I can patch in your changes to this PR if you want @pseudomorph, thanks!

Also if anyone has a suggestion to overcome the seemingly false positive CodeQL check, let me know.

[matthewmrichter]

Applied your patch — pushed as a follow-up commit. Tests pass locally. Thanks @pseudomorph for extending the fast-path pattern to MergeAgain() and catching the hasDivergedForPatterns issue.

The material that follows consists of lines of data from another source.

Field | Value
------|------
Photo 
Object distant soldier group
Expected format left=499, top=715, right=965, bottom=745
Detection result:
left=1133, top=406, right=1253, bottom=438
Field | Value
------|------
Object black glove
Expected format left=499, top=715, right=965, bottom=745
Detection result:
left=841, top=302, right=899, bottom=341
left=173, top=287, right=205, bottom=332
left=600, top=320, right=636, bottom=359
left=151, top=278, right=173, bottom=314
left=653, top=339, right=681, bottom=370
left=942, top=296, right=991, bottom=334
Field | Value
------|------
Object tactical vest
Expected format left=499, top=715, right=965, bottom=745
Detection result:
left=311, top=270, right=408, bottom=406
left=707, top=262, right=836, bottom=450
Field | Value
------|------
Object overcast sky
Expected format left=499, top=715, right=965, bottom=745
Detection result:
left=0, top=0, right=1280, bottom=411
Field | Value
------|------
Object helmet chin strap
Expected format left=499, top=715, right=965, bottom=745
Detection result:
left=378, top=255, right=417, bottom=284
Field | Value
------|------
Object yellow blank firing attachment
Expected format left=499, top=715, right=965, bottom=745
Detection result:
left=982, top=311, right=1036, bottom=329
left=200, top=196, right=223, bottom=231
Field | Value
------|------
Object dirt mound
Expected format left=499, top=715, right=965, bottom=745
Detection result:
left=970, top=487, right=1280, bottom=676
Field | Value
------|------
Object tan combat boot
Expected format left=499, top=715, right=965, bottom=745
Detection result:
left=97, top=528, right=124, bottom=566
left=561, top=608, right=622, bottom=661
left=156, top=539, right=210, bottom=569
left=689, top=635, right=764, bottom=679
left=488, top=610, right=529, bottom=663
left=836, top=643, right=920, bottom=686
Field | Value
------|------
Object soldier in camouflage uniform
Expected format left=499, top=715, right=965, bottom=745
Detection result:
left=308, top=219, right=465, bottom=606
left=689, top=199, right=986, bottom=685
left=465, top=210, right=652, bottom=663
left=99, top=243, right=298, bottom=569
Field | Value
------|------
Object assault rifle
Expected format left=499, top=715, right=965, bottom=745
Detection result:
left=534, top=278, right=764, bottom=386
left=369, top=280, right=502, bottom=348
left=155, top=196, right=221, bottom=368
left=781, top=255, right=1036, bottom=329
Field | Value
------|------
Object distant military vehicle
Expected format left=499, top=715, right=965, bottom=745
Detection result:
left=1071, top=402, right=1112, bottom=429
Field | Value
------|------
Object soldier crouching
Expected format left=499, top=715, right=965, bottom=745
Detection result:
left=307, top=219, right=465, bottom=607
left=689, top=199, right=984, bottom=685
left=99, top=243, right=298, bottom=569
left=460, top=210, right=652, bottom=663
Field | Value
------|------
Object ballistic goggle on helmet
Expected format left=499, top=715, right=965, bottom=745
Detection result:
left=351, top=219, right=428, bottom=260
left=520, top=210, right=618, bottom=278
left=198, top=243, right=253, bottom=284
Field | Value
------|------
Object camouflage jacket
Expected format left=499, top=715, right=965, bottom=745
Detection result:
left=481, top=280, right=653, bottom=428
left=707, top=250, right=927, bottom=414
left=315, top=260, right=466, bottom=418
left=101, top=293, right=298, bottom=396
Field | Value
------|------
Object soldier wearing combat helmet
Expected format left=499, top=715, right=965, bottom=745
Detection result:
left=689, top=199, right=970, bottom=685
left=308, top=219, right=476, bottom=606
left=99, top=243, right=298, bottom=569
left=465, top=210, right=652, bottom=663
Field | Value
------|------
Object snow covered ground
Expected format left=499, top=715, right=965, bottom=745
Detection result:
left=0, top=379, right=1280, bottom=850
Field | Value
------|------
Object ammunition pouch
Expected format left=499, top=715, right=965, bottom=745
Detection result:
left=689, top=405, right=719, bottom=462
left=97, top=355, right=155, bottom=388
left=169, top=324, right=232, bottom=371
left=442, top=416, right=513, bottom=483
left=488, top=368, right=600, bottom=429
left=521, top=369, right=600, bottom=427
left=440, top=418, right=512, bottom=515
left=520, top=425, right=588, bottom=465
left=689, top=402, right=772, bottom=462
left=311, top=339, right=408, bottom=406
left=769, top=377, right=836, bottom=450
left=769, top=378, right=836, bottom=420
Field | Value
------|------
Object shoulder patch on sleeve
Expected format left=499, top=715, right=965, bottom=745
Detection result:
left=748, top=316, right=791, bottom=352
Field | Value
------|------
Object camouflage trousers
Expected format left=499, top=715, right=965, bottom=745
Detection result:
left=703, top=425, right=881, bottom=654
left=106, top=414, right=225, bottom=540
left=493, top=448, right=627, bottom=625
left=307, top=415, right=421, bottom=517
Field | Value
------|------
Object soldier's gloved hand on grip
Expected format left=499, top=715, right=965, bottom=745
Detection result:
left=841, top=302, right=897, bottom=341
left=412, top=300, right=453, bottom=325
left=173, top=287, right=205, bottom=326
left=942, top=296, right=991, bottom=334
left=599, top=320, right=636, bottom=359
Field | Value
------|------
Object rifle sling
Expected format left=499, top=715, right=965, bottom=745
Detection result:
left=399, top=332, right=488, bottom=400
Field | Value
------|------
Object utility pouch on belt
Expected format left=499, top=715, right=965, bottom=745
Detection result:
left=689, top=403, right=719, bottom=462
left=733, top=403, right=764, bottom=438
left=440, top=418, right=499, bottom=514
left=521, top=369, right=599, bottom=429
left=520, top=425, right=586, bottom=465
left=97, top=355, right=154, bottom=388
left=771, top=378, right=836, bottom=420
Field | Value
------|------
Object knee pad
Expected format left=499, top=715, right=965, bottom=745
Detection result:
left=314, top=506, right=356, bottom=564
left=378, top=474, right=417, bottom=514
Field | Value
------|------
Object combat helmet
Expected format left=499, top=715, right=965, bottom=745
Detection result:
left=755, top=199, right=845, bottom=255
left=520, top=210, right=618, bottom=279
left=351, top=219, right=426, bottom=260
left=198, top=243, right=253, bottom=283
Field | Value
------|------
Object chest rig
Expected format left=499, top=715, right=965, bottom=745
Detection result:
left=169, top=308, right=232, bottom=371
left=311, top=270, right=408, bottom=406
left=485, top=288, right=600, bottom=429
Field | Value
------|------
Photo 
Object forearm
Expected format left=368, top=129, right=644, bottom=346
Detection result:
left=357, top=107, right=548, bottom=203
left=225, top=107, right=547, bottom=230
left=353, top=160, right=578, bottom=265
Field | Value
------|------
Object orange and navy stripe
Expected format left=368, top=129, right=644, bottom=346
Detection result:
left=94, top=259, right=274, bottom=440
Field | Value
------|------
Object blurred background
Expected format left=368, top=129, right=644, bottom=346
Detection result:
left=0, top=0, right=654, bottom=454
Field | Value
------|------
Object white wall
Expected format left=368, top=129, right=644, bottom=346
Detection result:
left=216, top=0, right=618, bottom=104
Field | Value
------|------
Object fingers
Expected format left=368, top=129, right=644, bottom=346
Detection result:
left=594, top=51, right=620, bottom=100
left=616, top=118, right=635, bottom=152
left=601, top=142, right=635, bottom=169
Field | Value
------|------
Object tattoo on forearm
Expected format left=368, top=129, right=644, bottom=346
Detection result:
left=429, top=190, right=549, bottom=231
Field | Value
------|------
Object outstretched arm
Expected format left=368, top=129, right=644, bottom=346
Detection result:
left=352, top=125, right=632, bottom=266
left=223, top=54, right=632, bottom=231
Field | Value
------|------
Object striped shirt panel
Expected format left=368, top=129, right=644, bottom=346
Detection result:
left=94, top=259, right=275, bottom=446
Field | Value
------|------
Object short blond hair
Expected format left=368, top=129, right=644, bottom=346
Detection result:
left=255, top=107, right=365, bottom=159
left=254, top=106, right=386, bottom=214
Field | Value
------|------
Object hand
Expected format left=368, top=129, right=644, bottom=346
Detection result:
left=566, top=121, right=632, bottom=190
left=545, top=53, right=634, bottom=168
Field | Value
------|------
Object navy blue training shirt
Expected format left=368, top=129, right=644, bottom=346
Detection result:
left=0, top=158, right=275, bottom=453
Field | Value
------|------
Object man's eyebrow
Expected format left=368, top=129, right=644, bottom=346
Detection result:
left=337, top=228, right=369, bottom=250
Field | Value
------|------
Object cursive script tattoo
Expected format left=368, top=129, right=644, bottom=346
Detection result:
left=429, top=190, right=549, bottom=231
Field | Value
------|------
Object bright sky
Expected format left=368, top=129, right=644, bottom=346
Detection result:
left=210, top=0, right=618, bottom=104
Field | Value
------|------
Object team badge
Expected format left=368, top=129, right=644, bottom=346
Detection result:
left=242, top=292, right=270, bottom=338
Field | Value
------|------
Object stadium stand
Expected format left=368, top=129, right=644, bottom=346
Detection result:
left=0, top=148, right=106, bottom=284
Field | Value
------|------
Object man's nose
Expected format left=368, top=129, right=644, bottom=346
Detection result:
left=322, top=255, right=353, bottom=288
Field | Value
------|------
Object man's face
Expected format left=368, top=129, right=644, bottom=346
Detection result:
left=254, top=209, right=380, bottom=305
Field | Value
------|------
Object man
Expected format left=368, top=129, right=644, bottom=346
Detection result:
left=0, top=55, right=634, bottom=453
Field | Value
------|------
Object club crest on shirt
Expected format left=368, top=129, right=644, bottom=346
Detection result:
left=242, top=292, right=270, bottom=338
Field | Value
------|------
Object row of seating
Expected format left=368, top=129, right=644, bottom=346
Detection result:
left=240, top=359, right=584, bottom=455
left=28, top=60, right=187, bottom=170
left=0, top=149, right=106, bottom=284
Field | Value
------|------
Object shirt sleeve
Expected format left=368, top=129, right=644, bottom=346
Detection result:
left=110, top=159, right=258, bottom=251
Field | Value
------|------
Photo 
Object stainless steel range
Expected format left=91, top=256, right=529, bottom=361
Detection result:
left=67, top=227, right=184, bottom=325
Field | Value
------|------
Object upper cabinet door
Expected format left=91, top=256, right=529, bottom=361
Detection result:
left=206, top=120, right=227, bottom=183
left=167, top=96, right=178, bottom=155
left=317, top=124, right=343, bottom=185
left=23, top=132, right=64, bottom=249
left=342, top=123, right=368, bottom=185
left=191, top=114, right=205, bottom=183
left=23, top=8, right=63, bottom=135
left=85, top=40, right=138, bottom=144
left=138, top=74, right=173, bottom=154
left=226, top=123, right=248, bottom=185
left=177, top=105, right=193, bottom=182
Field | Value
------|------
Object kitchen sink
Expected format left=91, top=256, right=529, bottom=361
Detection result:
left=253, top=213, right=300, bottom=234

Summary of the second commit:

• MergeAgain() now calls recheckDiverged() first, only acquiring the write lock when a merge is actually needed
• recheckDiverged() acquires its own gitRefLock + gitReadLock internally (explicit contract)
• hasDivergedForPatterns() continues on per-file match errors instead of returning true

[jamengual]

@matthewmrichter could you fix the conflicts?

[matthewmrichter]

@matthewmrichter could you fix the conflicts?

Done!

[jamengual]

@pseudomorph one more review before we merge?

[nvanheuverzwijn]

@matthewmrichter I added suggestion if you can merge them

[nvanheuverzwijn]

hey @matthewmrichter , if you could merge my suggested changes, I messed up the lint. After that, I think we should merge that asap.

[jamengual]

the tests will need to be fixed. @matthewmrichter

[GenPage]

I enable auto-merge once tests are fixed. A maintainer will need to re-approve/run the tests once the tests are fixed.